I don't know the answer to those questions yet. IIRC the para timer
algorithms also only worked when the join was n-1, not in the n-m
case. For a first pass I suspect we'll take what they have, and for
jobs with a join in them we'll use our old style of progress
indication. We can then grow the join use of paratimer as we have
available statistics. Hopefully as we integrate with systems like
Howl we'll get this statistics information we need, at least in some
cases.
Alan.
On Feb 17, 2011, at 9:14 AM, Renato Marroquín Mogrovejo wrote:
Hi Laukik,
I did see their work, but I guess I asked a question too vague, my
bad (:
I asked about Parallax because in that work they strongly emphasize
that
they had it implemented in Pig, so I wondered, but in the case of
ParaTimer
I kinda assumed they didn't open-sourced. It probably is just the
way they
described them both.
And going back to the original question, I mean the main difference
between
Parallax and ParaTimer is that the latter one is able to make progress
estimates for tasks that run in parallel like joins which have two
or more
inputs.

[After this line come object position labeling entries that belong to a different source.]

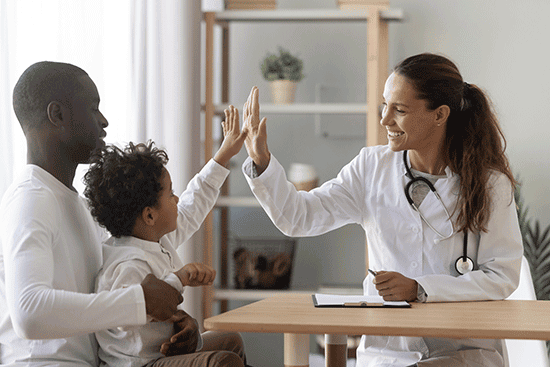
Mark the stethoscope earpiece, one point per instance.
(464, 267)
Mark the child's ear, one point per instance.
(149, 216)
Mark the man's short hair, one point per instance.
(42, 83)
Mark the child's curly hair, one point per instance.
(121, 183)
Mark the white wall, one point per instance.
(500, 45)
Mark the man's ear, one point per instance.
(149, 216)
(56, 114)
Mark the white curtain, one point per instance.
(144, 58)
(166, 100)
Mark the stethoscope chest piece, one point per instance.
(464, 266)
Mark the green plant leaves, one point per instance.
(283, 66)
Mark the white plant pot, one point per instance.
(283, 91)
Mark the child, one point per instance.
(130, 194)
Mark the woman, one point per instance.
(457, 240)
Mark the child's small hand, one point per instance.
(196, 274)
(233, 136)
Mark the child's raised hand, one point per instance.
(256, 138)
(196, 274)
(233, 137)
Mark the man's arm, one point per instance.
(161, 299)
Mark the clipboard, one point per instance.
(336, 300)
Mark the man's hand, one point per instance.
(233, 137)
(185, 338)
(393, 286)
(196, 274)
(256, 137)
(161, 299)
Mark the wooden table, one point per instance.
(296, 317)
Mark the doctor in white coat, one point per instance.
(436, 204)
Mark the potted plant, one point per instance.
(283, 71)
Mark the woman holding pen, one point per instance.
(436, 204)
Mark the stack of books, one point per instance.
(358, 4)
(251, 4)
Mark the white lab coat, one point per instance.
(369, 191)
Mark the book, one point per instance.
(338, 300)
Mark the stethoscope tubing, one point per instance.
(463, 264)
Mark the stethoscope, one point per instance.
(464, 264)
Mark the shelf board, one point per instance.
(238, 201)
(305, 15)
(256, 294)
(304, 108)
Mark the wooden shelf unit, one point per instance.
(376, 20)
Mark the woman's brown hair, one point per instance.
(474, 144)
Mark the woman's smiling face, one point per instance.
(408, 121)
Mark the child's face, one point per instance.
(167, 206)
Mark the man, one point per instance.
(51, 247)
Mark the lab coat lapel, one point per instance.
(433, 210)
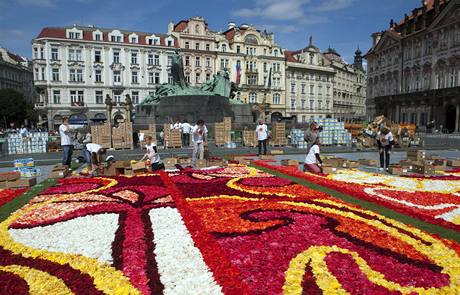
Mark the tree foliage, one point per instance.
(14, 108)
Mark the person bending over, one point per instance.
(313, 160)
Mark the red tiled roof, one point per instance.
(180, 26)
(60, 33)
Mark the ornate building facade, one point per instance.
(16, 73)
(414, 67)
(197, 43)
(76, 67)
(256, 63)
(309, 84)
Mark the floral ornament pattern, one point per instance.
(431, 199)
(236, 230)
(8, 194)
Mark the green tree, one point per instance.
(14, 108)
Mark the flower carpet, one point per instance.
(8, 194)
(234, 230)
(432, 199)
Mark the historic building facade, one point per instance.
(256, 63)
(76, 67)
(197, 43)
(414, 67)
(309, 84)
(16, 73)
(349, 94)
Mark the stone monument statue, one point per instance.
(219, 85)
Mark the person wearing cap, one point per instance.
(96, 153)
(385, 142)
(311, 135)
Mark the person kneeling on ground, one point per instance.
(313, 160)
(96, 152)
(152, 155)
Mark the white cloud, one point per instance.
(275, 10)
(333, 5)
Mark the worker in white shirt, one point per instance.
(66, 133)
(186, 128)
(262, 136)
(200, 139)
(96, 152)
(152, 154)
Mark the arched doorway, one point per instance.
(276, 116)
(451, 113)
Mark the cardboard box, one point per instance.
(8, 176)
(453, 163)
(138, 166)
(276, 152)
(200, 163)
(365, 162)
(289, 162)
(267, 157)
(26, 182)
(329, 169)
(170, 162)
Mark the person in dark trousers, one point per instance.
(262, 136)
(66, 133)
(385, 142)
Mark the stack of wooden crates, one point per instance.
(222, 131)
(249, 138)
(173, 138)
(122, 136)
(278, 137)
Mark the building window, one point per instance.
(74, 55)
(55, 74)
(276, 98)
(99, 97)
(54, 54)
(97, 56)
(252, 79)
(135, 97)
(116, 76)
(56, 96)
(134, 78)
(116, 57)
(151, 78)
(98, 75)
(134, 58)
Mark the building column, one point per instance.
(457, 118)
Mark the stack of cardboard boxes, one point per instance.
(173, 137)
(222, 132)
(278, 136)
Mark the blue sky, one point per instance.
(342, 24)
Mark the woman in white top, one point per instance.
(313, 160)
(262, 136)
(385, 141)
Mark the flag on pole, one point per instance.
(269, 80)
(238, 73)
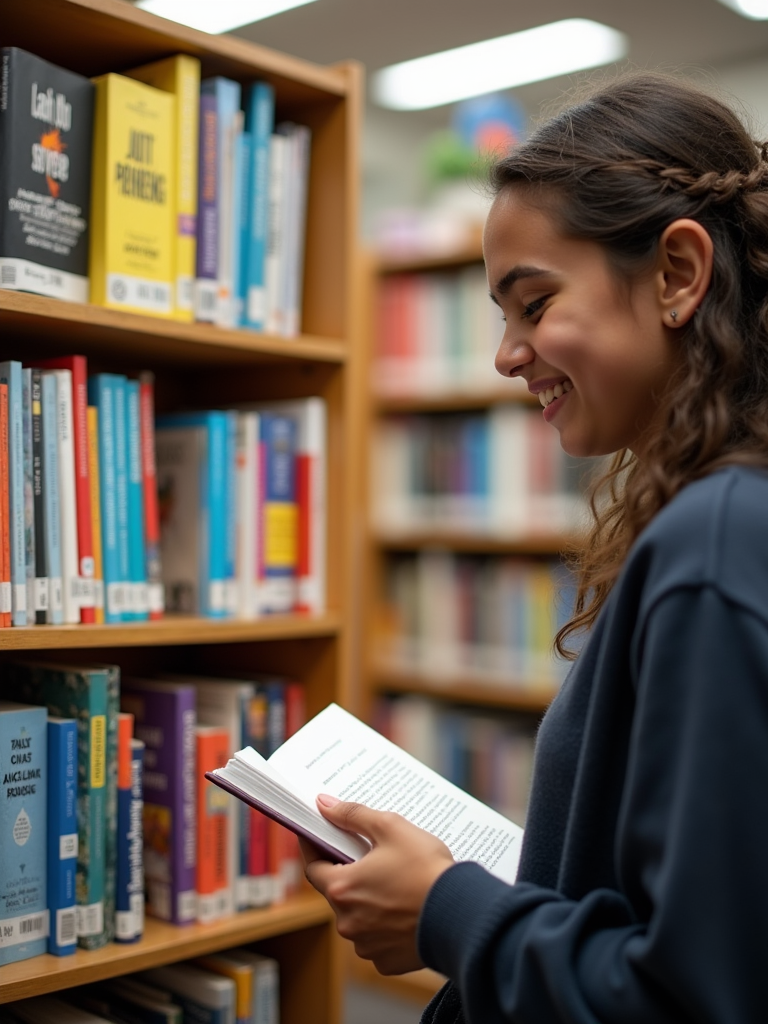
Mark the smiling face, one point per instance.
(595, 350)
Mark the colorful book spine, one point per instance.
(62, 835)
(46, 119)
(95, 498)
(129, 899)
(180, 76)
(51, 495)
(194, 480)
(10, 374)
(24, 908)
(5, 562)
(78, 366)
(214, 887)
(165, 719)
(259, 122)
(279, 547)
(207, 260)
(154, 572)
(133, 181)
(136, 558)
(101, 395)
(81, 692)
(40, 589)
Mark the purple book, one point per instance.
(165, 716)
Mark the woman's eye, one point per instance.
(532, 307)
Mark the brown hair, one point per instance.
(617, 169)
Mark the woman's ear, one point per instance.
(685, 255)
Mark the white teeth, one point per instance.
(549, 395)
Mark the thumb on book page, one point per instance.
(351, 817)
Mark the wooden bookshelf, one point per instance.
(201, 366)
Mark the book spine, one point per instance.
(206, 285)
(5, 584)
(68, 498)
(62, 835)
(52, 501)
(40, 590)
(136, 555)
(280, 512)
(259, 123)
(10, 374)
(24, 908)
(213, 882)
(95, 496)
(156, 599)
(101, 391)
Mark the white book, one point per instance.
(67, 497)
(337, 754)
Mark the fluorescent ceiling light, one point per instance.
(217, 15)
(756, 9)
(546, 51)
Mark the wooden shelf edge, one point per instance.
(29, 310)
(161, 943)
(467, 689)
(170, 631)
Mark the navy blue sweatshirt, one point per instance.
(642, 894)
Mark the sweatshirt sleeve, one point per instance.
(684, 937)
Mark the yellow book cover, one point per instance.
(132, 238)
(98, 572)
(180, 76)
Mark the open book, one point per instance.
(337, 754)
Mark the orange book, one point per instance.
(95, 498)
(215, 896)
(4, 511)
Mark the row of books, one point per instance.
(486, 755)
(449, 616)
(153, 192)
(436, 333)
(238, 986)
(104, 793)
(500, 472)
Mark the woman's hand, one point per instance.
(378, 899)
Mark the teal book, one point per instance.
(81, 692)
(24, 903)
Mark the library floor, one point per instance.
(370, 1006)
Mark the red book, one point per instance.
(4, 511)
(152, 506)
(78, 365)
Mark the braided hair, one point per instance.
(616, 169)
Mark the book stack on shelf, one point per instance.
(110, 218)
(153, 192)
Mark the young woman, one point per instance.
(628, 250)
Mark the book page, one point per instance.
(335, 753)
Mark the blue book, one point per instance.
(101, 394)
(52, 516)
(81, 692)
(136, 557)
(24, 907)
(194, 483)
(10, 374)
(62, 835)
(129, 907)
(279, 546)
(259, 123)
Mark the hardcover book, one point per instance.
(165, 719)
(24, 904)
(132, 230)
(46, 120)
(62, 835)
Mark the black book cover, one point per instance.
(46, 126)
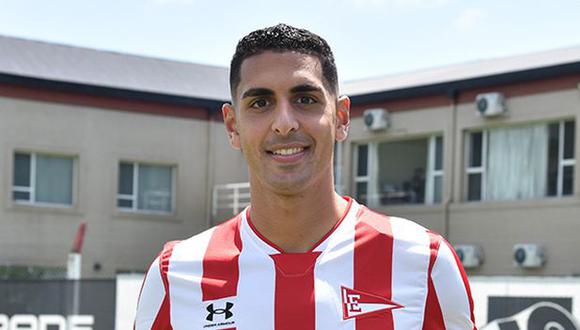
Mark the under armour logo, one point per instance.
(212, 311)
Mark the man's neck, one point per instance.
(295, 223)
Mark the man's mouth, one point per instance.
(287, 151)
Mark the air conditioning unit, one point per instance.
(376, 119)
(471, 256)
(529, 255)
(490, 104)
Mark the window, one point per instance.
(529, 161)
(400, 172)
(145, 187)
(337, 166)
(43, 179)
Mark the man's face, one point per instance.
(285, 121)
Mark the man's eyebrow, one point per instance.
(305, 88)
(257, 92)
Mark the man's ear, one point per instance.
(229, 116)
(342, 117)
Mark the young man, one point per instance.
(301, 257)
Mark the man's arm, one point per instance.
(152, 314)
(449, 303)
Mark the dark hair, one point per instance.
(281, 38)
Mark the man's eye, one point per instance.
(306, 100)
(259, 103)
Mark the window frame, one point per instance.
(31, 190)
(562, 162)
(135, 188)
(372, 173)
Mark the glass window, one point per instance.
(400, 172)
(362, 166)
(476, 149)
(44, 179)
(569, 129)
(521, 162)
(145, 187)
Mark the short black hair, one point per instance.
(281, 38)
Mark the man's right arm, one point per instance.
(153, 306)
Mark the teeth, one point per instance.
(286, 152)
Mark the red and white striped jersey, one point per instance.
(370, 272)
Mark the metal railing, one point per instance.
(230, 197)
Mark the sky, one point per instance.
(369, 37)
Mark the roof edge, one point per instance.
(113, 92)
(452, 87)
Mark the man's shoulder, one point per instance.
(387, 224)
(226, 228)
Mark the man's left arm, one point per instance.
(449, 302)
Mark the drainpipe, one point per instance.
(452, 94)
(209, 179)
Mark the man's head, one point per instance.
(286, 114)
(284, 38)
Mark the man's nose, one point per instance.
(284, 122)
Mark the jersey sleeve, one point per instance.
(150, 311)
(449, 302)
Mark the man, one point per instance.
(300, 257)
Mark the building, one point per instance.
(134, 146)
(130, 145)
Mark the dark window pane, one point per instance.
(569, 129)
(21, 170)
(438, 153)
(361, 192)
(155, 187)
(553, 130)
(363, 151)
(21, 196)
(54, 179)
(475, 149)
(568, 184)
(402, 181)
(125, 179)
(474, 187)
(438, 189)
(124, 203)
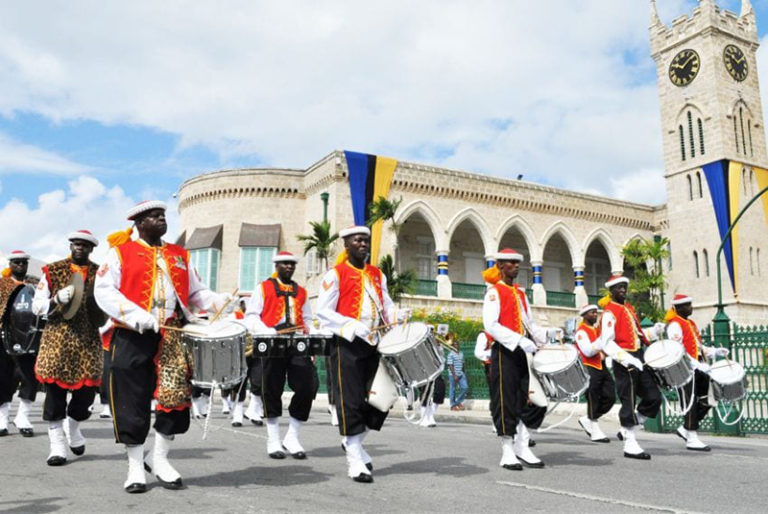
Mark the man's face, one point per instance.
(18, 267)
(357, 246)
(285, 270)
(509, 269)
(80, 249)
(685, 309)
(591, 317)
(619, 292)
(153, 224)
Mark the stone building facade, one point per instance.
(452, 222)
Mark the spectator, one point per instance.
(455, 363)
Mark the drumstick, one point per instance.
(229, 300)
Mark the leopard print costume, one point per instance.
(70, 352)
(174, 370)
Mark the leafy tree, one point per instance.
(321, 239)
(398, 283)
(643, 258)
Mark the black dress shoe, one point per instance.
(56, 460)
(638, 456)
(363, 478)
(176, 484)
(136, 488)
(535, 465)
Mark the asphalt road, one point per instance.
(451, 468)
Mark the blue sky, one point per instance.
(103, 107)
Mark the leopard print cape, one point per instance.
(70, 352)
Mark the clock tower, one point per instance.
(711, 111)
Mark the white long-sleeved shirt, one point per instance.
(343, 326)
(502, 334)
(119, 308)
(255, 306)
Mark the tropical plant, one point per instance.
(398, 283)
(321, 240)
(642, 258)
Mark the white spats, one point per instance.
(291, 440)
(522, 450)
(135, 467)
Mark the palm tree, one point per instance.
(398, 284)
(321, 240)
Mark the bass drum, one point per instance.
(22, 329)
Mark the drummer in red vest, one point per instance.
(682, 329)
(279, 303)
(354, 304)
(18, 368)
(145, 285)
(507, 319)
(601, 394)
(70, 359)
(623, 340)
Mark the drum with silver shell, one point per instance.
(217, 352)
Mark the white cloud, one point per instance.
(41, 229)
(16, 157)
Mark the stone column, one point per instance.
(578, 289)
(539, 293)
(444, 287)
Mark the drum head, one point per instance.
(663, 354)
(554, 357)
(403, 337)
(726, 372)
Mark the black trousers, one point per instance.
(255, 371)
(25, 372)
(354, 366)
(56, 407)
(700, 406)
(300, 375)
(601, 394)
(132, 381)
(632, 383)
(509, 381)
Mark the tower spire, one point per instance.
(655, 20)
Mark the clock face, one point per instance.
(684, 67)
(735, 62)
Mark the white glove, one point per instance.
(64, 295)
(146, 322)
(632, 361)
(555, 333)
(527, 345)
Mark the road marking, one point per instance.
(602, 499)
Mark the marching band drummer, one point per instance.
(601, 394)
(279, 303)
(507, 319)
(14, 369)
(145, 285)
(682, 329)
(70, 358)
(353, 302)
(622, 339)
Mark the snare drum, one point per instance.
(560, 371)
(669, 364)
(410, 354)
(729, 382)
(218, 353)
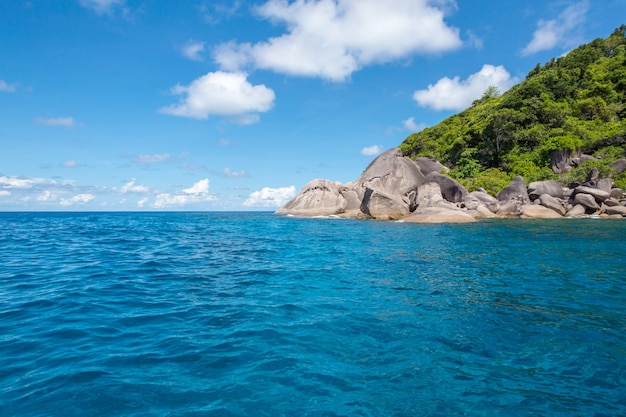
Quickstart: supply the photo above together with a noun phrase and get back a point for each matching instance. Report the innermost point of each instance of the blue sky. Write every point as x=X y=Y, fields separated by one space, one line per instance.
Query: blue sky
x=233 y=105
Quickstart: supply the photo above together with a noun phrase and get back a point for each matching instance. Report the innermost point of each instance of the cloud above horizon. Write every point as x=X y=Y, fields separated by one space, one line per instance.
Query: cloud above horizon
x=270 y=197
x=328 y=39
x=221 y=93
x=551 y=33
x=457 y=94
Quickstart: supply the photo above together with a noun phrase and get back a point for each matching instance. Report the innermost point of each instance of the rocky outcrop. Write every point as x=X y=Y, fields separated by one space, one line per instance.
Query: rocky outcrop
x=394 y=187
x=551 y=187
x=317 y=198
x=451 y=189
x=512 y=197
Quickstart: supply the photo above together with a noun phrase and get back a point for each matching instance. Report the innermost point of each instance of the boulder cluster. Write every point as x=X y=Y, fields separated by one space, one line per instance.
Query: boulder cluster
x=394 y=187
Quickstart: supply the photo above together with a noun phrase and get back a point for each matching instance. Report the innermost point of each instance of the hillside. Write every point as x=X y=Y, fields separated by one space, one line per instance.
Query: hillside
x=573 y=107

But I was actually referring to cardinality estimates for
pre-defined operators. They use the same approach in both works.
They use
regular query optimization techniques, like cost formulas. However,
the use
of these formulas requires to have a-priori knowledge of the data,
or to get
these estimates while in their debug runs. Would this be the best
way to do
it while leveraging Pig?
Thanks in advance.
Renato M.
2011/2/16 Laukik Chitnis <[email protected]>
Hi Renato,
They extended Parallax to ParaTimer -- progress estimator for MR DAGs
(which covers the join case). Here is the paper that talks about it:
http://www.cs.washington.edu/homes/kmorton/camera-ready.pdf
Cheers,
Laukik
On 2/16/11 11:59 AM, "Renato Marroquín Mogrovejo" <
[email protected]> wrote:
I see, I thought it was already part of Pig internals, but oh well,
we will
get there (:
There was one thing that made me think about that work, and it was
the join
case. I mean they say that the progress estimator woudn't deal with
joins.
What do you think it would be a good approach for a join progress
estimator?
Any ideas are more than welcome. Thanks in advance!
Renato M.
2011/2/15 Alan Gates <[email protected]>
Parallax is implemented on a pull from Pig trunk around the 0.2
timeframe.
However, we are working with Kristi to get it integrated into
current Pig.
With some luck, we'll get it integrated into 0.9 (but no promises).
Alan.
On Feb 15, 2011, at 7:54 AM, Renato Marroquín Mogrovejo wrote:
Hi, I wanted to know if "Parallax" [1] is implemented on Pig0.8 and
how it
is being used.
Any hints about its classes would be awesome.
Thanks in advance.
Renato M.
[1] *Toward A Progress Indicator for Parallel Queries. *
ftp://ftp.cs.washington.edu/tr/2009/07/UW-CSE-09-07-01.PDF